I'll admit I clicked on the thread hoping to see and learn from some really conclusive and technical posts from authorities on this topic, but unfortunately I guess it's just one of those things where nobody /really/ knows what's going on, and practicing engineers just get by with big factors of safety to account for the uncertainty. So I'll throw in my $.02, with the caveat that I don't really know what I'm doing, and am still trying to learn better techniques to analyze bolted joints. (advice on the internet is worth no more than what you paid for it)
The NASA Fastener Design Handbook NASA RP-1228 (
http://snebulos.mit.edu/projects/reference/NASA-Generic/NASA-RP-1228.pdf) has some basic equations for estimating fastener pullout strength. See page 21 of the handbook (page 23 of the pdf).

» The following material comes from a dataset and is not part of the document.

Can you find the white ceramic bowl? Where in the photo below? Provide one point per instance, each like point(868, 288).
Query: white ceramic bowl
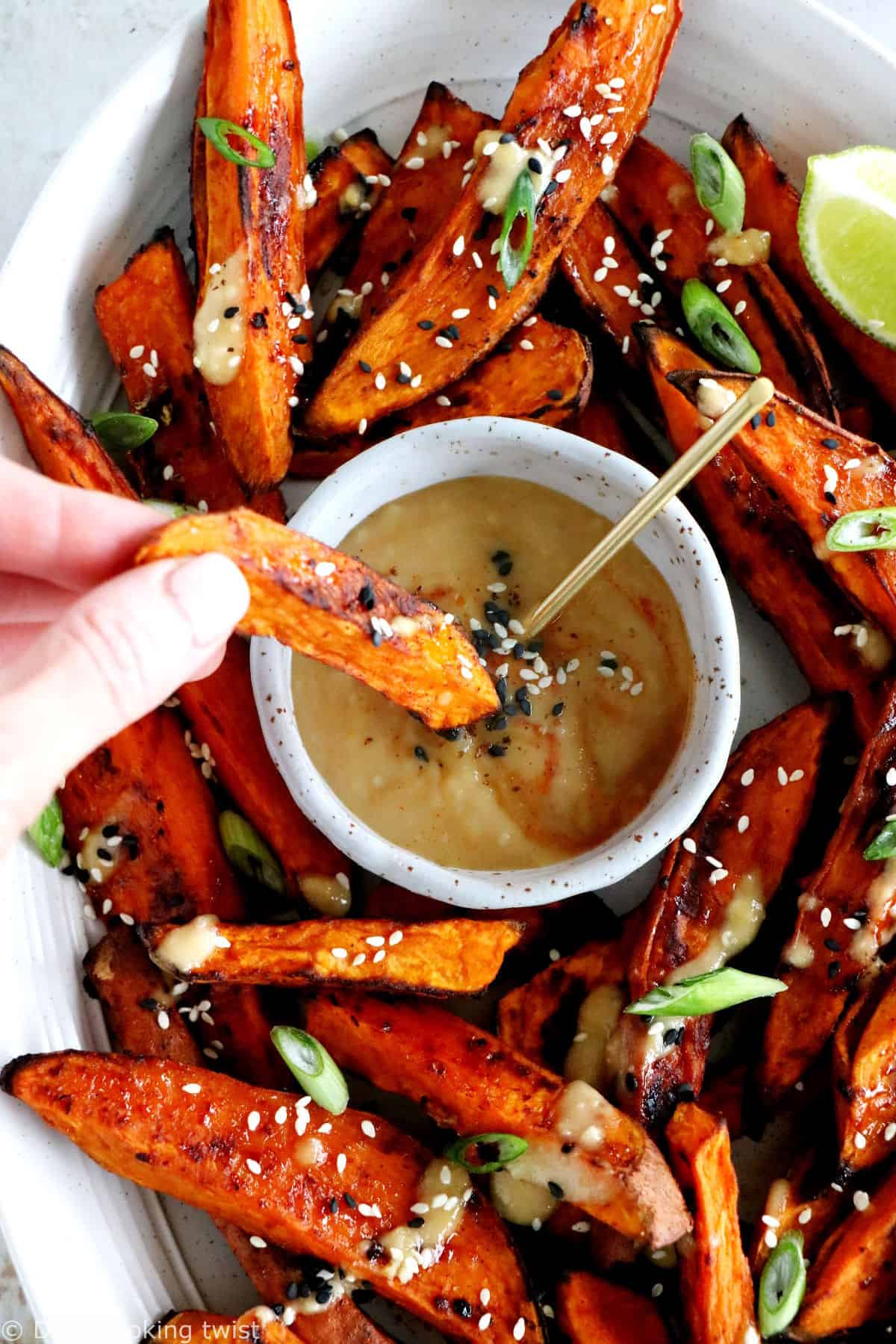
point(673, 542)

Fulmen's technique of estimating pullout by calculating shear strength of the cylinder of aluminum at the OD of the fastener is a decent way to estimate. It's also what the NASA handbook does, except they include a de-rating of that calculated number by ~50-67%, which matches my experience. I think the number Fulmen came up with is a bit high, likely due to not including the factor of 2 or 3 de-rating. This technique assumes the female thread has significantly less shear strength than the male thread, and assumes the male thread is made of a somewhat stiffer material than the female thread.
If you need more pullout strength and have the room, a helicoil or other threaded insert will get you closer to the breaking strength of the fastener without making deeper threads.
For like-material bolted joints (steel bolt in steel threads, etc), nuts can be used as a rough guide of adequate thread engagement for full bolt strength. Standard nuts are designed to have enough thread engagement that the bolt fails in tension before the nut strips.
If you decide to do a test-assembly, I would recommend measuring thread pullout strength directly with a load-cell or weights rather than using a torque-wrench, due to huge uncertainties in the frictional resistance of bolted joints. I would expect these threads to fail at <800 lbf, considering a 70ksi 6-32 fastener yields at ~650 lbf and a #4-40 goes at ~450 lbf.
Note, it is considered bad design practice to design bolted joints such that the working loads exceed the preload of the fasteners holding the joint together. I wouldn't recommend joint preload beyond ~70% of yield strength, which in this case will likely be driven by thread pullout strength rather than fastener yield strength.
As an aside, Don, that is the most beautiful focuser I've ever seen. Super-cool design and implementation!